Les nageurs de haut niveau ont en effet besoin d’un gros volume d’heures pour se maintenir à niveau, progresser, être prêts pour les compétitions.

Ce que confirme la maman des petites championnes : "après une semaine de vacances, il faut trois semaines pour revenir à niveau, le risque avec des entraînements en pointillés dans des piscines toujours différentes, c’est que la saison soit fichue pour elles. Léonie a les championnats de France en mai, les quinze jours à venir vont être déterminants".

On est en attente d’un redéploiement pour nos 600 adhérents et des réponses de la métropole du Grand Nancy

Philippe Fabris, président ASPTT Nancy

De son côté le président de l’ASPTT Nancy, Philippe Fabris, veut garder la tête froide : "on est en attente d’un redéploiement pour nos 600 adhérents et des réponses de la métropole du Grand Nancy. Il n’y aura pas de solution idéale à part rester où on est mais on fera au mieux avec ce qu’on nous donnera comme créneau".

La première solution se nomme Champigneulles, une piscine gérée par la communauté de commune du Bassin de Pompey, la seule piscine olympique à proximité de Nancy étant Lunéville.

"Il n’y a pas que le haut niveau pour lequel on doit s’organiser, il y a notamment les stages "J’apprends à nager" pendant les vacances pour lesquels il y a de la demande avec le retard pris par les plus jeunes avec la crise sanitaire. On espère réécrire tout cela dans la sérénité et pas dans la précipitation et avoir de vraies réponses fixes pour la saison prochaine".

Un bassin mobile pour le water-polo ?

Outre la natation, toutes les disciplines aquatiques sont touchées par cette fermeture et parmi elles le Water-polo. Laure Gauthreau, présidente du Grand Nancy Aquatique Club et entraîneure de l’équipe de Water-polo a été très surprise par cette fermeture mais elle imagine déjà des solutions : "il faudrait un bassin mobile de 50 mètres avec une profondeur d’1,80 mètres sur cinq couloirs, en extérieur, ça ne nous dérangerait pas, ça s’est déjà fait ailleurs".

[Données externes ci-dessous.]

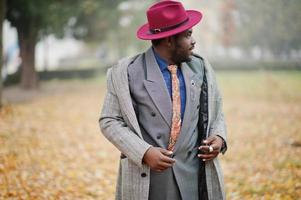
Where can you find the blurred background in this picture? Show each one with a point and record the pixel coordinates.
(53, 59)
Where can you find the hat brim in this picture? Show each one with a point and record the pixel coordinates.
(194, 17)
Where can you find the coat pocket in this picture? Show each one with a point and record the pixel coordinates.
(135, 181)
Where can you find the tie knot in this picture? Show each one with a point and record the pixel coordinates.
(172, 69)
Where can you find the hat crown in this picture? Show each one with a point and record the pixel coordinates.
(166, 14)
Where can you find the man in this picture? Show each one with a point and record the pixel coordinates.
(163, 112)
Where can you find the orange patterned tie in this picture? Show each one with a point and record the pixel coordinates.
(176, 108)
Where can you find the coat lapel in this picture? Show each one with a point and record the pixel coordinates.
(120, 81)
(156, 87)
(190, 94)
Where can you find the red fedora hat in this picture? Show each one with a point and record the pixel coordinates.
(167, 18)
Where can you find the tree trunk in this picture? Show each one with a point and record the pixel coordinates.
(2, 12)
(29, 76)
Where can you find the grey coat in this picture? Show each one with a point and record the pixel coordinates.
(120, 126)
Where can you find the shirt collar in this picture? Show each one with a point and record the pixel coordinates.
(161, 62)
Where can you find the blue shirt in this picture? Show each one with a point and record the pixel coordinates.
(167, 78)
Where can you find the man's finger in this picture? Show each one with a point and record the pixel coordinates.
(209, 140)
(165, 152)
(215, 147)
(165, 165)
(168, 159)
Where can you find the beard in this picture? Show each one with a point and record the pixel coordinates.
(179, 55)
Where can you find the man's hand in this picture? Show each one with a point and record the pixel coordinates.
(158, 159)
(215, 142)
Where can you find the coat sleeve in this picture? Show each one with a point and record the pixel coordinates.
(218, 126)
(116, 130)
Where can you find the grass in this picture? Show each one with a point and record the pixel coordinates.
(51, 146)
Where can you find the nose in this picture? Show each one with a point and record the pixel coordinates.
(193, 41)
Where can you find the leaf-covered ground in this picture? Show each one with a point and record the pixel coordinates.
(51, 146)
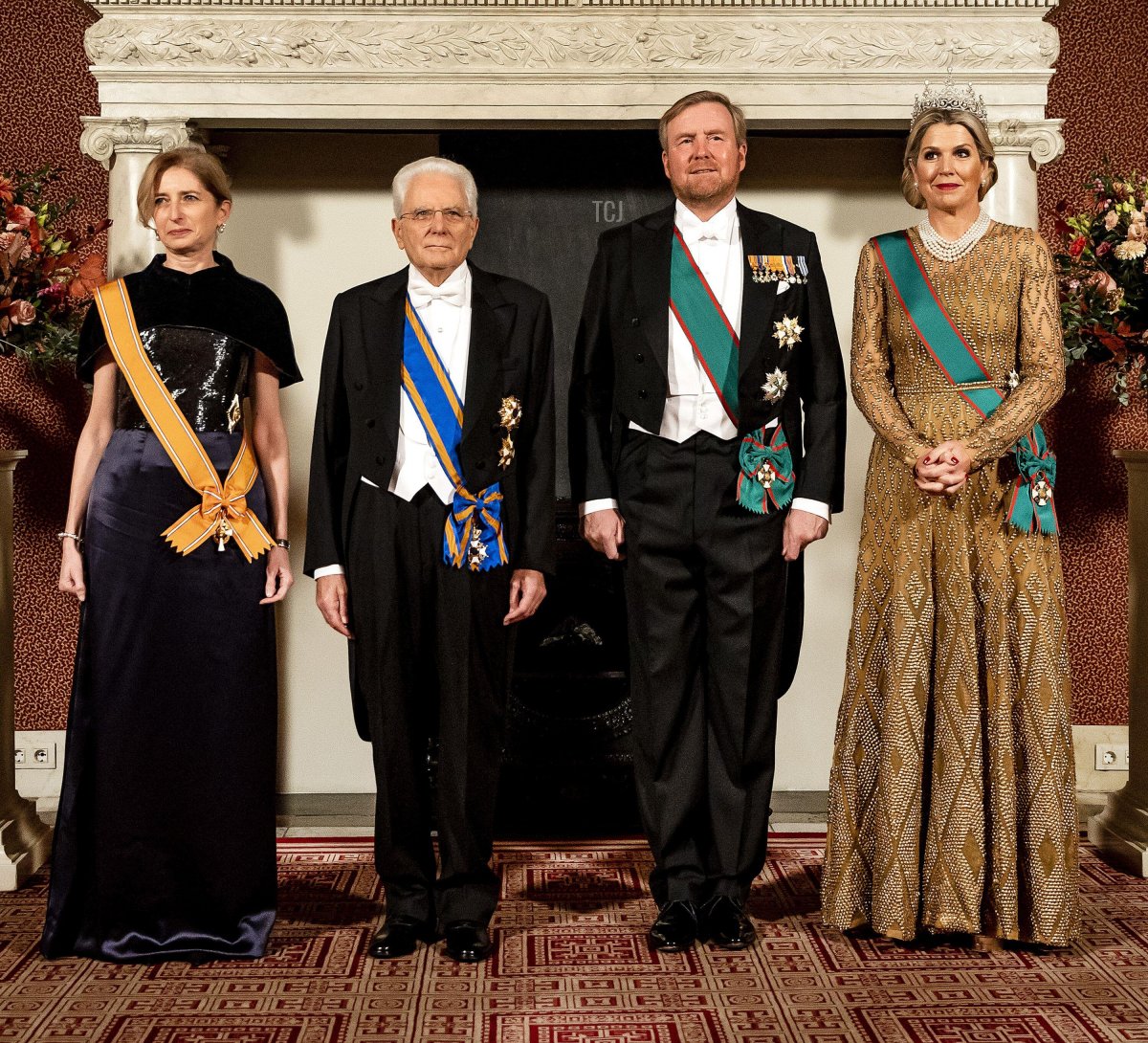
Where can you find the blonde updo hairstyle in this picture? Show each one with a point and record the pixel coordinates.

L’entraîneure compte également avec la piscine universitaire de Nancy, les Océananautes, qui dépend cette fois de l’éducation nationale, pas de la métropole. Un bassin de 25 mètres mais qui est profond, un bassin qui doit également fermer ses portes en avril pour travaux… "Nous avons 450 adhérents pour lesquels il faut trouver des solutions avec la natation artistique également".

Quid des matchs ? "Pour l’équipe de water-polo élite, nous n’avons plus de piscine pour les matchs, j’ai déjà programmé ceux de février à la piscine de Thionville qui a un bassin de 50 mètres, il se peut que certains entraînements se fassent là-bas également" ajoute Laure Gauthreau.

Aucune piscine n’est équipée en plongeoir comme l’est celle de Gentilly, il faut trouver la piscine et l’équiper

Katsiaryna Mazanik, section plongeon ASPTT Nancy

Autre problématique, celle des plongeurs, une pratique qui nécessite d’avoir un bassin assez profond. "C’est une mauvaise nouvelle, se désole Katsiaryna Mazanik, responsable de la section plongeon à l’ASPTT Nancy, mais je veux rester confiante, ils ne vont pas nous laisser comme ça. Le problème c’est que les piscines ne sont pas élastiques pour accueillir toutes les disciplines ! Aucune piscine n’est équipée en plongeoir comme l’est celle de Gentilly, il faut trouver la piscine et l’équiper…"

Seule certitude pour les clubs et les amateurs de sports nautiques, tous attendent les réponses de la métropole.